Wir haben den Rückgang der Corona-Effekte immer mit eingepreist. Das ist nie so hart eingetreten. Die Gastronomie erholt sich besser, als wir alle erwartet haben. Die kalten Tees haben uns sehr geholfen. Und auch die heißen Tees. Die sind im Verbraucherverhalten mit dringeblieben. Wir sind damit zufrieden, auch wenn wir im Moment insgesamt kein Wachstum haben. Und das sage ich alles vor dem Jahreshöhepunkt, der erst noch kommt. Die Teesaison fängt im Oktober erst so richtig an. Je kälter und je erkälteter, desto mehr Umsatz. Das gilt auch für den Markt.

Mit „Teekanne Fresh“ haben Sie sich in den umkämpften Markt alkoholfreier Getränke begeben. Zahlt sich der Schritt bereits aus?
Das Produkt ist in den letzten zwei Jahren hinter unseren Erwartungen zurückgeblieben. Erholt sich aber jetzt recht gut.

Auch die Vertriebswege haben sich im letzten Jahr verändert. Wie ist gerade das Verhältnis bei Teekanne?
95 Prozent unseres Absatzes machen wir über den klassischen Handel. Aber wir machen auch 5 Prozent unseres Geschäfts über digitale Kanäle – mit wachsender Bedeutung. Wir arbeiten mit Amazon zusammen, mit Rewe online, Flink, Gorillas, Flaschenpost und haben auch unser eigenes Digital-Team.

Wie funktioniert die Zusammenarbeit mit diesen neuen Playern konkret?
Letztendlich wie in allen anderen Kanälen auch: Man muss gelistet sein. Wir definieren mit den Partnern zusammen Aktionen und darüber hinaus auch sehr genau, über welchen Lead gekauft werden kann. Aber so unterschiedlich ist das Geschäftsmodell nicht. Außer natürlich, dass die Kommunikationsmaßnahmen direkt durchgesteuert werden. Der Kaufakt ist immer Teil des Kommunikationsakts.

Wie werden sich die digitalen Vertriebskanäle Ihrer Einschätzung nach für das Unternehmen weiterentwickeln?
Wir wachsen in diesen Kanälen automatisch. Wir geben auch überproportional mehr Geld für die digitalen Kanäle aus.
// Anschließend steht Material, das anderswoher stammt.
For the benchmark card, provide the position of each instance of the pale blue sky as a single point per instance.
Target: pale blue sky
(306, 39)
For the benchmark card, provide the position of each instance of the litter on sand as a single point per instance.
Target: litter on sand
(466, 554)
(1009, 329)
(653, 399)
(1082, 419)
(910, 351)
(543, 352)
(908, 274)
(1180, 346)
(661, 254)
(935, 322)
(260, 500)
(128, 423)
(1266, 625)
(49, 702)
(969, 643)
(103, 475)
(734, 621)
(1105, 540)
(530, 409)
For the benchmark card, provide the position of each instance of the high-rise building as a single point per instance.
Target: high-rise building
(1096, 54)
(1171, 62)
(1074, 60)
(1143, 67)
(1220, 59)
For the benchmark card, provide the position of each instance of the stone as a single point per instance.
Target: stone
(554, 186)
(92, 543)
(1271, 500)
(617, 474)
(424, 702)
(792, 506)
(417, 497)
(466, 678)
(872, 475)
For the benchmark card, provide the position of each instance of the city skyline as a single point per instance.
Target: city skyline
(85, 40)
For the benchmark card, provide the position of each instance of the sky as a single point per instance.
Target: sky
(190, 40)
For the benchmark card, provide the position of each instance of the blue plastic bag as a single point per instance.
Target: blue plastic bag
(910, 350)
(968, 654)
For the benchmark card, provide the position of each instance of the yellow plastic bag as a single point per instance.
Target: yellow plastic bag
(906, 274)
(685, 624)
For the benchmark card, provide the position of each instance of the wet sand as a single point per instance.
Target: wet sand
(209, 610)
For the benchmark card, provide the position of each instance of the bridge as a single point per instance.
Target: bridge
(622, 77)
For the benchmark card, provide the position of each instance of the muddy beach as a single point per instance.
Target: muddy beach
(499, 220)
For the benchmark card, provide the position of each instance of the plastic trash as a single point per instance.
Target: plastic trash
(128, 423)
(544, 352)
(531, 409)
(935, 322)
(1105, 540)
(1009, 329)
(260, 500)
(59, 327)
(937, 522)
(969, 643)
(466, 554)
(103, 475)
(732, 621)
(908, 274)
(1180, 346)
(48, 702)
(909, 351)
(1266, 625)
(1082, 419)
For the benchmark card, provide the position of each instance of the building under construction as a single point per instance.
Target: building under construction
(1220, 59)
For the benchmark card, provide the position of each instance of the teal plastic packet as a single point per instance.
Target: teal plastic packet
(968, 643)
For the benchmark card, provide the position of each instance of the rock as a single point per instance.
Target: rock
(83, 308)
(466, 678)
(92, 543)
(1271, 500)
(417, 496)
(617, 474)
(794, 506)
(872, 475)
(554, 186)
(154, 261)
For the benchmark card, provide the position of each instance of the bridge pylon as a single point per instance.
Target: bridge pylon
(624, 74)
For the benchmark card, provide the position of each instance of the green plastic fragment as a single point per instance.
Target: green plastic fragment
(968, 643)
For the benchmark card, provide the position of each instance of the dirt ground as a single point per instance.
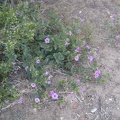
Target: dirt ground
(95, 102)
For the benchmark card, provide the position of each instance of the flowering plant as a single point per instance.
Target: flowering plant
(37, 43)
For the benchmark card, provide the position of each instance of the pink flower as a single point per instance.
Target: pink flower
(54, 96)
(32, 0)
(6, 101)
(78, 31)
(67, 43)
(97, 73)
(14, 103)
(81, 20)
(38, 61)
(77, 49)
(78, 81)
(20, 100)
(26, 68)
(49, 82)
(47, 40)
(33, 85)
(46, 73)
(117, 37)
(37, 100)
(51, 92)
(70, 33)
(82, 90)
(77, 58)
(90, 58)
(84, 42)
(87, 46)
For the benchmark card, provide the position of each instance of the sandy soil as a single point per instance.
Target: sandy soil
(96, 102)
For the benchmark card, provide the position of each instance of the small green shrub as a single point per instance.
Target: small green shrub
(39, 41)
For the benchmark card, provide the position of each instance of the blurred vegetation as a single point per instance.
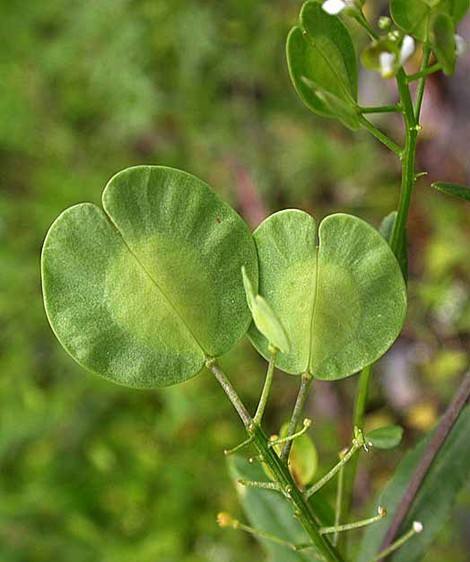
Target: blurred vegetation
(94, 472)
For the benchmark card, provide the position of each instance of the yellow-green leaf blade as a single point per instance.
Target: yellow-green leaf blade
(103, 307)
(361, 298)
(144, 294)
(285, 243)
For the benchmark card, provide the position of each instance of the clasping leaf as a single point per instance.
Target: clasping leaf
(264, 318)
(339, 294)
(148, 288)
(322, 64)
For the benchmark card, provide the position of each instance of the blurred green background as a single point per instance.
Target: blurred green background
(94, 472)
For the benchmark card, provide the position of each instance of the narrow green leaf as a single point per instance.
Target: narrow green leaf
(442, 38)
(412, 16)
(264, 317)
(385, 437)
(270, 512)
(448, 473)
(322, 64)
(303, 458)
(342, 304)
(387, 224)
(461, 191)
(386, 230)
(144, 291)
(456, 8)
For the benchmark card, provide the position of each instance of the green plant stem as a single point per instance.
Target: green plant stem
(351, 526)
(230, 392)
(262, 535)
(361, 19)
(338, 502)
(397, 242)
(358, 421)
(380, 136)
(395, 546)
(443, 430)
(425, 72)
(394, 108)
(408, 164)
(305, 384)
(279, 470)
(300, 506)
(422, 83)
(266, 389)
(329, 475)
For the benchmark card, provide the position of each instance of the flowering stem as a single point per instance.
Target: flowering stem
(382, 137)
(266, 388)
(282, 478)
(305, 384)
(398, 543)
(329, 475)
(230, 392)
(339, 498)
(425, 72)
(393, 108)
(355, 525)
(411, 117)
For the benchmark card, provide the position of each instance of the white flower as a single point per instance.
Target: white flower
(387, 62)
(334, 7)
(460, 45)
(407, 48)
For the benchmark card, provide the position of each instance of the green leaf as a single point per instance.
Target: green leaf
(264, 318)
(342, 304)
(462, 191)
(412, 16)
(303, 458)
(322, 65)
(270, 512)
(456, 8)
(387, 224)
(385, 437)
(144, 291)
(442, 38)
(448, 473)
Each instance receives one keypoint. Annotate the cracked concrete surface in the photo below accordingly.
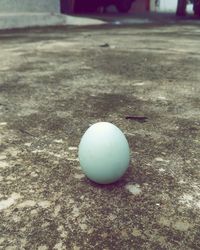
(54, 83)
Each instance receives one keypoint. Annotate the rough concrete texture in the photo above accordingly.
(54, 83)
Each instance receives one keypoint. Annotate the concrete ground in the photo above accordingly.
(54, 83)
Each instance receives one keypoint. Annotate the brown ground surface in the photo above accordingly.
(54, 83)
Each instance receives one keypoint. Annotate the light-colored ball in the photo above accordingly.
(104, 153)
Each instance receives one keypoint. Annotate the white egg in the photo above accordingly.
(104, 153)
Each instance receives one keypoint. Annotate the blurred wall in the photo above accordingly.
(140, 6)
(15, 6)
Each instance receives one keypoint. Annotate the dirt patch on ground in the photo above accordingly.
(54, 83)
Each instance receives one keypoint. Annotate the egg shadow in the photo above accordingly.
(126, 178)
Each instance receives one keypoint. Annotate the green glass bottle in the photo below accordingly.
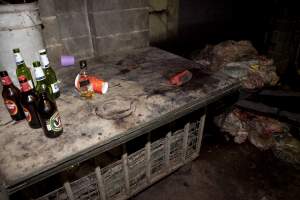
(50, 74)
(22, 69)
(41, 79)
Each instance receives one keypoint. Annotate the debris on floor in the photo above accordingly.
(288, 150)
(262, 132)
(239, 60)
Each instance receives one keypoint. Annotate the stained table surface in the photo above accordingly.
(139, 96)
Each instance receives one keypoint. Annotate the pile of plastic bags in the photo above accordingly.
(239, 60)
(263, 132)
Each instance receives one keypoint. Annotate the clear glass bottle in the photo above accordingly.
(22, 69)
(49, 73)
(41, 79)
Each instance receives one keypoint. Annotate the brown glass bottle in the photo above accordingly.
(48, 114)
(11, 96)
(29, 103)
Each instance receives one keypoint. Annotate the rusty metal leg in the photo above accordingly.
(3, 194)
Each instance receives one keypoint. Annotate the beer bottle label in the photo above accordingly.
(55, 87)
(27, 114)
(54, 123)
(30, 83)
(11, 107)
(6, 80)
(44, 61)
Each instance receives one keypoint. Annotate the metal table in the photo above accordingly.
(139, 100)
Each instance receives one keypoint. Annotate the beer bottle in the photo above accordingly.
(29, 103)
(49, 116)
(11, 96)
(22, 69)
(40, 79)
(50, 74)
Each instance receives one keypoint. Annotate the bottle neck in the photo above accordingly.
(25, 87)
(44, 60)
(39, 74)
(5, 80)
(19, 59)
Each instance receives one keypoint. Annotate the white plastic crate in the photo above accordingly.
(133, 173)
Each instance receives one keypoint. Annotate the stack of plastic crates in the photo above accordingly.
(133, 173)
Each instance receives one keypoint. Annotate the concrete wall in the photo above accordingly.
(163, 20)
(88, 28)
(118, 24)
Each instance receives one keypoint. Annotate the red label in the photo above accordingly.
(6, 80)
(11, 107)
(27, 114)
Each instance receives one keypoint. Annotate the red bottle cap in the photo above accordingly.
(25, 87)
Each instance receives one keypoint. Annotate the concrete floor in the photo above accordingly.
(229, 171)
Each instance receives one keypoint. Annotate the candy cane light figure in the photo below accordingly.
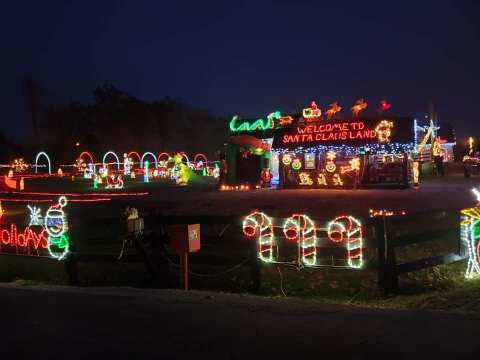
(301, 228)
(114, 155)
(56, 226)
(348, 229)
(259, 225)
(470, 236)
(45, 155)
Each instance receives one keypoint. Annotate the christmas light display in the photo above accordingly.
(286, 159)
(343, 231)
(236, 125)
(88, 155)
(347, 229)
(152, 155)
(47, 233)
(163, 155)
(383, 106)
(296, 164)
(259, 225)
(301, 228)
(384, 131)
(200, 158)
(45, 155)
(114, 182)
(470, 236)
(146, 175)
(359, 106)
(312, 112)
(305, 179)
(334, 108)
(114, 155)
(19, 165)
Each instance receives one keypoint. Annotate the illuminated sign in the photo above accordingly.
(314, 240)
(350, 132)
(44, 236)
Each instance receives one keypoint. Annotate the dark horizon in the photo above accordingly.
(247, 59)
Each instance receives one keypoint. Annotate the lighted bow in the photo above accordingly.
(312, 112)
(383, 106)
(359, 106)
(334, 108)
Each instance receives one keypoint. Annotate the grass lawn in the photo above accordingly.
(96, 228)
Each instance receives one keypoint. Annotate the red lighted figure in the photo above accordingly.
(265, 177)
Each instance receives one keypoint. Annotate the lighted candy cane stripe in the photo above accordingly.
(349, 229)
(163, 154)
(44, 154)
(261, 223)
(129, 155)
(199, 156)
(143, 157)
(470, 235)
(87, 154)
(301, 228)
(114, 155)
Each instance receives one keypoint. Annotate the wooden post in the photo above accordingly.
(387, 267)
(71, 269)
(184, 270)
(256, 270)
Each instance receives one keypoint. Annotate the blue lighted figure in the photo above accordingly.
(145, 172)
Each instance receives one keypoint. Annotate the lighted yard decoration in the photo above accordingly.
(45, 235)
(344, 231)
(105, 156)
(470, 236)
(359, 106)
(312, 112)
(332, 110)
(45, 155)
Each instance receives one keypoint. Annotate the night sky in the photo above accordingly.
(246, 57)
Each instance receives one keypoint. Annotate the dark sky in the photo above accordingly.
(247, 57)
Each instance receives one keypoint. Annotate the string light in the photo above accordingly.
(45, 155)
(148, 153)
(114, 155)
(260, 225)
(384, 131)
(301, 228)
(348, 229)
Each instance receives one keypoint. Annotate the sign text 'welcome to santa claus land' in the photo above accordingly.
(330, 132)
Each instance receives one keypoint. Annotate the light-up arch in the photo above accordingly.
(145, 154)
(87, 154)
(186, 157)
(129, 155)
(199, 157)
(116, 158)
(48, 161)
(163, 154)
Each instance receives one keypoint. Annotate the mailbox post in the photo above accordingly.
(184, 239)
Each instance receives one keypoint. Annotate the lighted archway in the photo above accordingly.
(197, 157)
(186, 157)
(129, 155)
(145, 154)
(163, 154)
(48, 161)
(87, 154)
(116, 158)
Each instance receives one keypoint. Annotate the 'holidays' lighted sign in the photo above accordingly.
(45, 235)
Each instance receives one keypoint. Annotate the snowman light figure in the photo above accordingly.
(56, 226)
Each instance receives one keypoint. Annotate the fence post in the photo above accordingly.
(71, 269)
(387, 265)
(255, 269)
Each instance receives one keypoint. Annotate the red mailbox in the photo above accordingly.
(184, 238)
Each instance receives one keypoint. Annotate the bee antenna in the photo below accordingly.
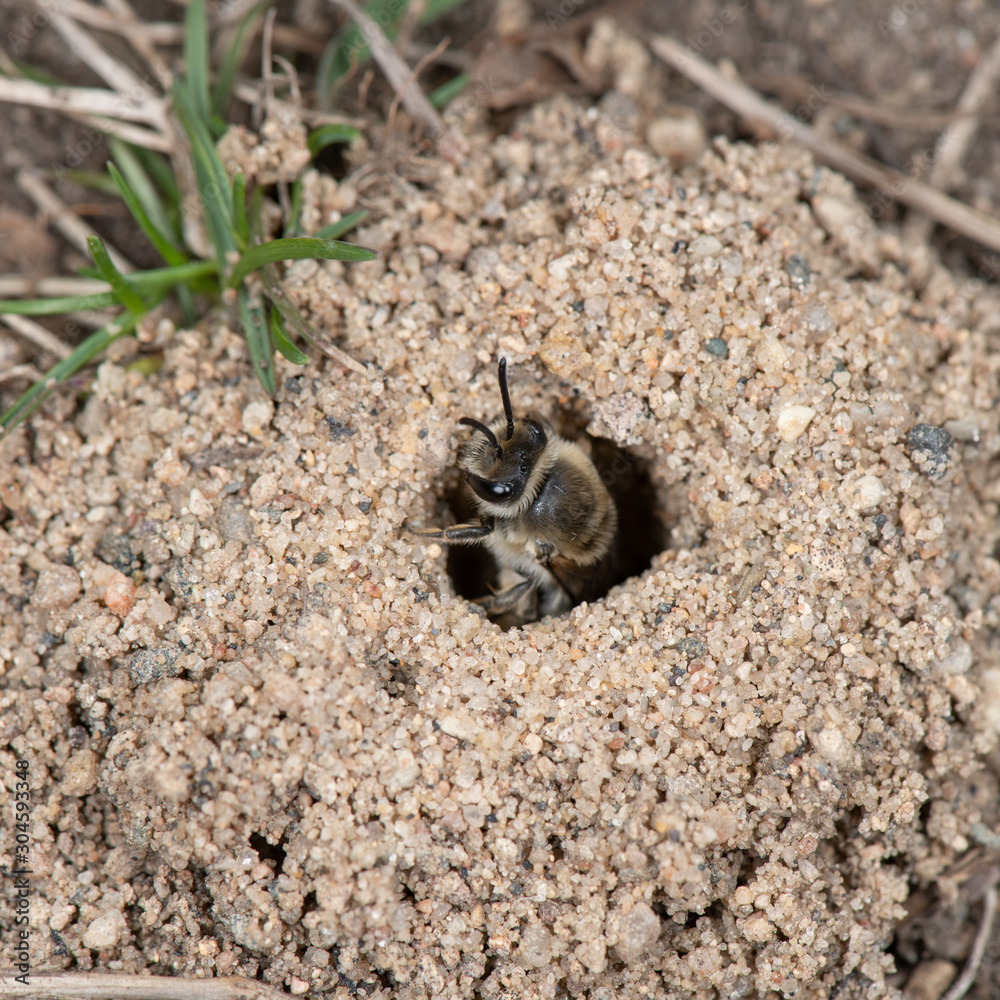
(490, 436)
(505, 396)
Auch weil die digitale Kommunikation zusätzlich Effekte für den Absatz im Lebensmitteleinzelhandel schafft?
Selbstverständlich. Aber wir machen nicht weniger Lebensmittelhandel, sondern nur mehr digital. Als Marktführer haben wir es da einfacher. Obwohl digital liberaler ist, bildet der digitale Warenkorb nicht die gesamte Sortimentsbreite ab. In einem großen Edeka haben wir 130 Produkte, die alle Geld verdienen. Ein digitaler Händler konzentriert sich auf fünf bis sechs Top-Produkte. Es ist superwichtig, beide Kanäle weiterzuentwickeln.

Warum ist der Unterschied zwischen stationär und digital so groß?
Der Bildschirm limitiert. Während Sie im Supermarkt 130 Produkte quasi auf einen Blick wahrnehmen können, brauchen Onlinehändler immer Feature-Produkte. Von diesen hervorgehobenen Produkten aus geht es dann in die Tiefe. Diese Strategie kann man zum Beispiel bei Amazon ganz deutlich beobachten. Der digitale Kanal ist bequemer, aber der Supermarkt bietet mehr Inspiration. Das darf man nie vergessen.